Some 36,000 children are enrolled in G8 Education's 395 childcare and early learning centres across Australia under well-known brand names such as Headstart, Jellybeans, Kool Kids and Kindy Patch Kids.
The stock exchange-listed operator made the shock announcement to close 40 centres on Wednesday ahead of its annual general meeting of shareholders in Brisbane.
The decision means parents using the "underperforming" centres will need to move their children to another nearby facility as staff are also redeployed "where possible".
G8, which has 8,800 workers, has been rocked by allegations of historical onsite child abuse by a former staff member at some of its centres in Victoria.
In 2025, Joshua Dale Brown was charged with more than 70 sex offences against eight children aged under two.
The alleged abuse happened at five G8 centres, and three other centres not owned by G8, between April 2022 and January 2023.
Chief executive Pejman Okhovat told shareholders that 2025 was a challenging year for the group and the entire early childhood education and care sector, given other allegations of on-site abuse affecting other operators.
"These incidents impacted family confidence and trust across Australia," he said.
"While our focus remains on supporting families and team members during this incredibly difficult time, we continue to do everything we can to give authorities the best chance of achieving justice for the families involved."

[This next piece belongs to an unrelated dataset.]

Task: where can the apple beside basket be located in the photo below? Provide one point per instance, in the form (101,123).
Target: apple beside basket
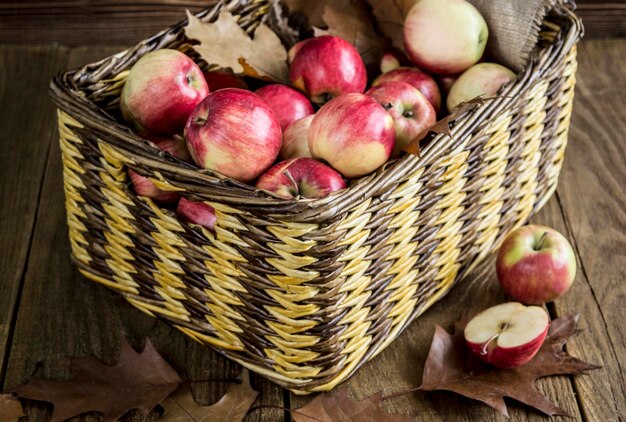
(304,292)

In July, G8 rolled out CCTV across its facilities and it continues to work with the federal government to ensure safeguards are in place to preserve child safety, dignity, privacy, and data collection.
"By the end of 2025, 95 per cent of our network was meeting or exceeding the national quality standards or NQS overall, four per cent above sector average," Mr Okhovat said.
G8's shares have trended down over the past year from around $1.28 as the scandal linked to its centres broke.
The stock was about 24 per cent lower to 18.2 cents on Wednesday morning.
However, Mr Okhovat also said the childcare sector overall was experiencing unprecedented uncertainty and lower usage rates driven by socio-economic factors.
These factors include higher inflation, interest rates and cost-of-living pressures, falling birth rates, as well as heightened regulatory scrutiny and changes, which can differ in each state and territory.
Mr Okhovat said G8's focus remains on safety and high-quality care, while noting its occupancy rates are down.
As of April 25, G8 said the spot occupancy rate across its centres was 56.4 per cent, down seven per cent on the same period last year.
"While the operating environment means G8 Education does not expect a material recovery in occupancy relative to (the previous corresponding period) this year, we will continue to review and adjust the operating model and cost base," Mr Okhovat said.
Mr Okhovat has repeatedly apologised since the allegations came to light, telling a Senate inquiry in February that he was horrified.
G8 has described the closure of the centres as a "suspension", adding that it will consider options including lease surrender, divestment or other alternatives.
G8 made a net loss of $303.3 million in 2025, after booking a large goodwill impairment expense, versus a profit of $67.7 million in the prior year.